He set up the moka and, waiting for the gurgling to start, made the bed. Since he’d begun making his own bed at age three or four, he never walked away with it unmade. A neat bed started off the day with order, gave him the sense during childhood that all was well despite his father’s drunken temper, his mother’s fear. He knew it was all an illusion, but somehow it had helped then. And now, when he was trying to find order again.
A quick gulp of espresso shook him fully awake, followed by a forbidden cigarette that he smoked at the open window. Back in the Bronx apartment, he had happily lived by Rita’s house rules. Now he had the unwanted freedoms that came with being a widower. Bad language when he felt like it, dressing like a street bum, a cigarette after morning coffee. An extra glass of wine or two with dinner. A good nighttime cigarette. Small stuff that would never be worth it.
The air was still chilly in the early morning, which Nico welcomed as he set off for his three-mile run along the winding road up to Gravigna. It was steep going and dangerous in the predawn light. And even at this hour, cars whizzed past in both directions, their drivers on their way to work. But Nico’s morning run was like making the bed, a ritual that made him feel in control of his life, all the more necessary after the loss of his job, followed by Rita’s death.
When the town appeared, perched on its own small hill, Nico stopped to catch his breath and take in the view of Gravigna, with its medieval castle walls, its two towers, the proud steeple of the Sant’Agnese Church. In the meager predawn light Nico could, with the help of memory, make out the hundreds of neat rows of vines that covered the Conca d’Oro, the golden bowl below the town that had once only grown grain. He had marveled at the sight the first time he’d seen it with Rita on their honeymoon. “Our fairyland,” Rita had said then, and he had laughed, both of them dizzy with love.
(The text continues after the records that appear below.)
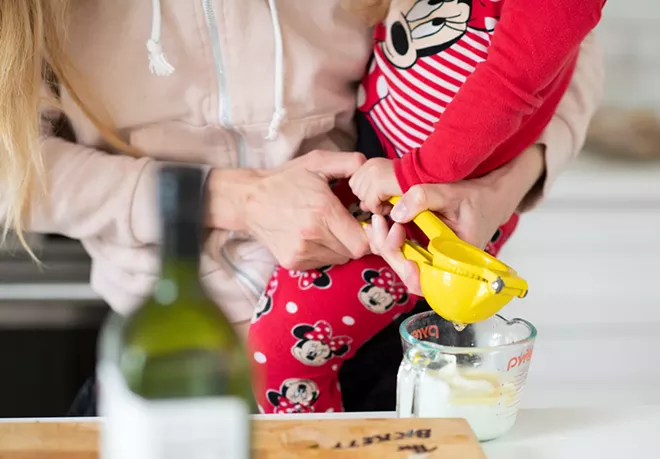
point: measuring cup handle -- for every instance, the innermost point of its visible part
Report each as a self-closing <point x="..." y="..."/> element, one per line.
<point x="430" y="224"/>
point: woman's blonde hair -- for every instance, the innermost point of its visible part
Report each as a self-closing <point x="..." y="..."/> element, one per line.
<point x="369" y="11"/>
<point x="32" y="58"/>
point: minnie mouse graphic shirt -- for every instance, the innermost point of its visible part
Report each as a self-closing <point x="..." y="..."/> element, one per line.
<point x="457" y="88"/>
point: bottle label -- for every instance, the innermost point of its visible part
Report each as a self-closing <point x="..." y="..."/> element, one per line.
<point x="135" y="428"/>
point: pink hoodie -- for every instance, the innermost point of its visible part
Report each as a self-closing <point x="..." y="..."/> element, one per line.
<point x="217" y="79"/>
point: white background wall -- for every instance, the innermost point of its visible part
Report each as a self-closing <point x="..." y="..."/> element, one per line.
<point x="591" y="255"/>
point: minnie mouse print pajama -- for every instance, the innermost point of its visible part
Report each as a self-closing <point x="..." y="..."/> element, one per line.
<point x="410" y="110"/>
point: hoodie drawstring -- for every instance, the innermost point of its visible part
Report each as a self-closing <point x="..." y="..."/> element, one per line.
<point x="279" y="115"/>
<point x="158" y="64"/>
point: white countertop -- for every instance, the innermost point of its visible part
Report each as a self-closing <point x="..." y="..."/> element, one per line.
<point x="578" y="433"/>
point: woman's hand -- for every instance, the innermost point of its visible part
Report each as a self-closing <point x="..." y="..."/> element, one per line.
<point x="292" y="209"/>
<point x="474" y="209"/>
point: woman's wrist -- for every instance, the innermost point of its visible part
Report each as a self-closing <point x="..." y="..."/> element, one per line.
<point x="514" y="181"/>
<point x="228" y="192"/>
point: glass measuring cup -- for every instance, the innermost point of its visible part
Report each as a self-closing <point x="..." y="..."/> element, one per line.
<point x="477" y="374"/>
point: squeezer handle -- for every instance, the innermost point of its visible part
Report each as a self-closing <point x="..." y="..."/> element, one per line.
<point x="430" y="224"/>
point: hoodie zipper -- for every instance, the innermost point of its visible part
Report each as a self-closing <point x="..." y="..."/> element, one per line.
<point x="249" y="281"/>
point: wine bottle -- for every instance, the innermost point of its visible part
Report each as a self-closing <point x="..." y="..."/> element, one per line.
<point x="174" y="380"/>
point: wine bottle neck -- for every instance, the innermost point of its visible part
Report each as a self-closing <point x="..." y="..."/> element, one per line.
<point x="180" y="262"/>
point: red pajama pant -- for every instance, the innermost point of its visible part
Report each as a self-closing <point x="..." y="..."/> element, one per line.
<point x="307" y="323"/>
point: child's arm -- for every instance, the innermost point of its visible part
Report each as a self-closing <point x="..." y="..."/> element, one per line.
<point x="533" y="42"/>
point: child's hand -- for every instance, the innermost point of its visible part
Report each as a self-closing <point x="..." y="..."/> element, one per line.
<point x="374" y="183"/>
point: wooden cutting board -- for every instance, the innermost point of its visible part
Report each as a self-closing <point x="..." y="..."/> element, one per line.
<point x="273" y="439"/>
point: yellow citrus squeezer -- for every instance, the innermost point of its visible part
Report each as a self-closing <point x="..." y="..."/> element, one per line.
<point x="461" y="282"/>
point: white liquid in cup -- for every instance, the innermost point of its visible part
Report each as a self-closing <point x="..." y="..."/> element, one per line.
<point x="486" y="399"/>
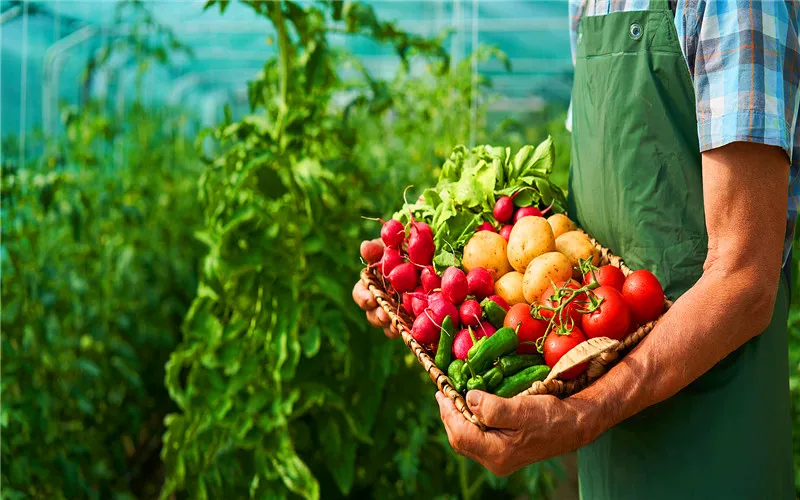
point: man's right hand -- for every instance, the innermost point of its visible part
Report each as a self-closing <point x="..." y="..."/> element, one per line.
<point x="366" y="301"/>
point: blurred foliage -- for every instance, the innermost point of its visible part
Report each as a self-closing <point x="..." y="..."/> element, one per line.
<point x="278" y="385"/>
<point x="794" y="357"/>
<point x="98" y="270"/>
<point x="99" y="266"/>
<point x="282" y="386"/>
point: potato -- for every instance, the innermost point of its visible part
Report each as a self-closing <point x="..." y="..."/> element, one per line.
<point x="487" y="250"/>
<point x="530" y="237"/>
<point x="560" y="224"/>
<point x="551" y="266"/>
<point x="576" y="245"/>
<point x="510" y="288"/>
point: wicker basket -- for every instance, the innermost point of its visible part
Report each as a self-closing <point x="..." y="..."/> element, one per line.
<point x="601" y="353"/>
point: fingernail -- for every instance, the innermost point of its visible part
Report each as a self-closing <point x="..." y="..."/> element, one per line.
<point x="474" y="398"/>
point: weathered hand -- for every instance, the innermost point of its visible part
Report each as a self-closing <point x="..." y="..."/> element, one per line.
<point x="366" y="301"/>
<point x="524" y="429"/>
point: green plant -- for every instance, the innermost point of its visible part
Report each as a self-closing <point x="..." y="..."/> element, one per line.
<point x="98" y="269"/>
<point x="282" y="387"/>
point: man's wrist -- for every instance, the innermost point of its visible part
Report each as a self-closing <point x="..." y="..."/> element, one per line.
<point x="591" y="420"/>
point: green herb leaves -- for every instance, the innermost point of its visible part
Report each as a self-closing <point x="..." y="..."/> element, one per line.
<point x="465" y="195"/>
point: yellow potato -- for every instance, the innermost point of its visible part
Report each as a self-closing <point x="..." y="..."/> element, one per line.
<point x="530" y="238"/>
<point x="487" y="250"/>
<point x="576" y="246"/>
<point x="551" y="266"/>
<point x="560" y="224"/>
<point x="510" y="288"/>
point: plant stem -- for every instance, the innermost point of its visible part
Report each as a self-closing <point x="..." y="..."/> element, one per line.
<point x="284" y="60"/>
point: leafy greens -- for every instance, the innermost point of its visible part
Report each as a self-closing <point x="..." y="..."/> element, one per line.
<point x="469" y="183"/>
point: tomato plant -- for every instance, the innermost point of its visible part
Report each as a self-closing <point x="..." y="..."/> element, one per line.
<point x="611" y="318"/>
<point x="559" y="342"/>
<point x="644" y="295"/>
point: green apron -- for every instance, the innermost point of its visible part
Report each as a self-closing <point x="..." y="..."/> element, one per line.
<point x="636" y="185"/>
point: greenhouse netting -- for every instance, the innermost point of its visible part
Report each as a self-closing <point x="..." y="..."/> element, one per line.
<point x="46" y="46"/>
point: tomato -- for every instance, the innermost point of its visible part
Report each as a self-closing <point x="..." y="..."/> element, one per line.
<point x="571" y="311"/>
<point x="607" y="275"/>
<point x="644" y="296"/>
<point x="611" y="319"/>
<point x="530" y="328"/>
<point x="558" y="343"/>
<point x="500" y="301"/>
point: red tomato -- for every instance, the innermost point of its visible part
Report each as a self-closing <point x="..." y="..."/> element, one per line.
<point x="611" y="319"/>
<point x="559" y="343"/>
<point x="607" y="275"/>
<point x="500" y="301"/>
<point x="530" y="329"/>
<point x="644" y="296"/>
<point x="571" y="311"/>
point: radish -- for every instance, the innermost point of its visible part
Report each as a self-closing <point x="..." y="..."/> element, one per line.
<point x="420" y="246"/>
<point x="500" y="301"/>
<point x="438" y="309"/>
<point x="406" y="302"/>
<point x="430" y="280"/>
<point x="433" y="297"/>
<point x="393" y="233"/>
<point x="419" y="301"/>
<point x="470" y="313"/>
<point x="424" y="331"/>
<point x="525" y="212"/>
<point x="404" y="278"/>
<point x="503" y="209"/>
<point x="505" y="231"/>
<point x="371" y="251"/>
<point x="463" y="342"/>
<point x="422" y="228"/>
<point x="486" y="329"/>
<point x="391" y="259"/>
<point x="480" y="283"/>
<point x="454" y="285"/>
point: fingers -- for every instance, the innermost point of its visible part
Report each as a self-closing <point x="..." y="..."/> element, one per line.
<point x="363" y="297"/>
<point x="465" y="437"/>
<point x="496" y="412"/>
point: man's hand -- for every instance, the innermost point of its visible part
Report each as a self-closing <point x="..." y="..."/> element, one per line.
<point x="365" y="300"/>
<point x="744" y="189"/>
<point x="525" y="429"/>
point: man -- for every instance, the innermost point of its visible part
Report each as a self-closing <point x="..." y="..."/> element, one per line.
<point x="685" y="145"/>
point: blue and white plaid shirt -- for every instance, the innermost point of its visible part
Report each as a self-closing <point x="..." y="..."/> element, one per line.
<point x="744" y="60"/>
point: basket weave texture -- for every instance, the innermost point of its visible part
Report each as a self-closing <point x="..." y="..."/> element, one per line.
<point x="600" y="362"/>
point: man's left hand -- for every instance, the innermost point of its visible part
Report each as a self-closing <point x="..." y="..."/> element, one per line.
<point x="523" y="429"/>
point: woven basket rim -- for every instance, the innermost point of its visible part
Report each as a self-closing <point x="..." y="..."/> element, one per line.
<point x="556" y="387"/>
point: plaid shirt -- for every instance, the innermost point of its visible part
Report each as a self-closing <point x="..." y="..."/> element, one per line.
<point x="744" y="60"/>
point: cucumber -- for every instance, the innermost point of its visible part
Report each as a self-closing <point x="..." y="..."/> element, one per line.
<point x="515" y="384"/>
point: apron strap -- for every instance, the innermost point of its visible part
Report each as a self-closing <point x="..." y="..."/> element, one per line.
<point x="660" y="5"/>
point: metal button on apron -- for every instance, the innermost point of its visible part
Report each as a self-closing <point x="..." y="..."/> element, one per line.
<point x="636" y="31"/>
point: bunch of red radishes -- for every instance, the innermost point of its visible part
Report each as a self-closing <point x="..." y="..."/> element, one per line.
<point x="507" y="214"/>
<point x="405" y="261"/>
<point x="403" y="255"/>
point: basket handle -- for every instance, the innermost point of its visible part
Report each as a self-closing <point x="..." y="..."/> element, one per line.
<point x="581" y="353"/>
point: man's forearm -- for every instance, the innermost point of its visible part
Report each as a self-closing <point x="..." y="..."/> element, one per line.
<point x="731" y="303"/>
<point x="716" y="316"/>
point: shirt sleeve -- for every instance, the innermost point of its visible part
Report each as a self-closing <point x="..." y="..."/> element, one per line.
<point x="744" y="57"/>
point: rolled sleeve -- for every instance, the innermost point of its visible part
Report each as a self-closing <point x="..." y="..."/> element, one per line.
<point x="746" y="70"/>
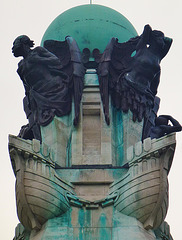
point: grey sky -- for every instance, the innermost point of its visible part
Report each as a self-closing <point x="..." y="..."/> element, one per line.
<point x="32" y="18"/>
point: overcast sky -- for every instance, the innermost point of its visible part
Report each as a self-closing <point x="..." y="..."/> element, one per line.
<point x="32" y="18"/>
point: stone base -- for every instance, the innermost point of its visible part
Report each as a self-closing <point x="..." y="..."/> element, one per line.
<point x="84" y="224"/>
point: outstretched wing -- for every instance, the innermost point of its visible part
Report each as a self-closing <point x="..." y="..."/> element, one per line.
<point x="70" y="57"/>
<point x="113" y="64"/>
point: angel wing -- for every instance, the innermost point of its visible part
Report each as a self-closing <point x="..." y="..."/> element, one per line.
<point x="113" y="64"/>
<point x="71" y="64"/>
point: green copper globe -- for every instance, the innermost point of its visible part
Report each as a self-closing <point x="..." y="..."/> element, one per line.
<point x="92" y="26"/>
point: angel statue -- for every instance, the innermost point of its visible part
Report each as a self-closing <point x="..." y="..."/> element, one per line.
<point x="50" y="81"/>
<point x="130" y="72"/>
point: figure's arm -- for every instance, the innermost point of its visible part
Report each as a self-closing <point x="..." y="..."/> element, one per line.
<point x="144" y="37"/>
<point x="155" y="83"/>
<point x="168" y="42"/>
<point x="43" y="56"/>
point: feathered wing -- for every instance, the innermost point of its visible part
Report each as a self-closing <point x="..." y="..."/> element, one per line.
<point x="113" y="64"/>
<point x="70" y="57"/>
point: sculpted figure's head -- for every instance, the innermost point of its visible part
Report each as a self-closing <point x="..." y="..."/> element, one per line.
<point x="21" y="45"/>
<point x="161" y="121"/>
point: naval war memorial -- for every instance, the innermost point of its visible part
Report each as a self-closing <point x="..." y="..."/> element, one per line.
<point x="93" y="161"/>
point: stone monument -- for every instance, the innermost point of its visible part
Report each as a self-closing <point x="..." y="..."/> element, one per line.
<point x="92" y="162"/>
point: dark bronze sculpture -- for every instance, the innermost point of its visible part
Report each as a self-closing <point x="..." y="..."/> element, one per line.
<point x="130" y="71"/>
<point x="162" y="126"/>
<point x="49" y="81"/>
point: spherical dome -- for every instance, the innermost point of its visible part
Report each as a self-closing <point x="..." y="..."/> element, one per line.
<point x="92" y="26"/>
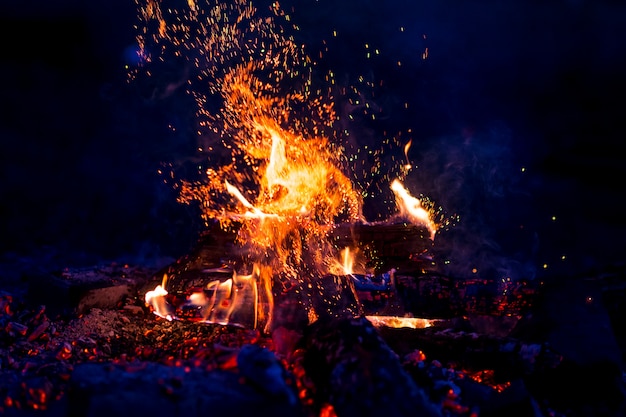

Every three or four years, whenever they could afford the trip, they’d come back. It had been her childhood hometown. Rita’s parents, who had immigrated to New Jersey when she was six, had come back to die and be buried here. Rita asked to be buried next to them. He had obeyed, bringing her to her birthplace and immediately heading back. But he no longer had anyone in New York. An only child with parents long gone, ex–work colleagues who shunned him. And he missed Rita and her fairyland. He came back to be close to her and what family she’d had left—her cousin Tilde and Tilde’s daughter, Stella.
A pink-gray light had begun to scale the surrounding hills. It was time to go back and prepare the tomatoes. No going off in his old Fiat 500 to the town’s only café, Bar All’Angolo. The friendly bar owners; the schoolchildren, mothers and workmen crowding the counter; and the tourists sprawling over the tables made him feel less lonely, and the delicious whole wheat cornetti that came fresh from the oven made the place all the more tempting.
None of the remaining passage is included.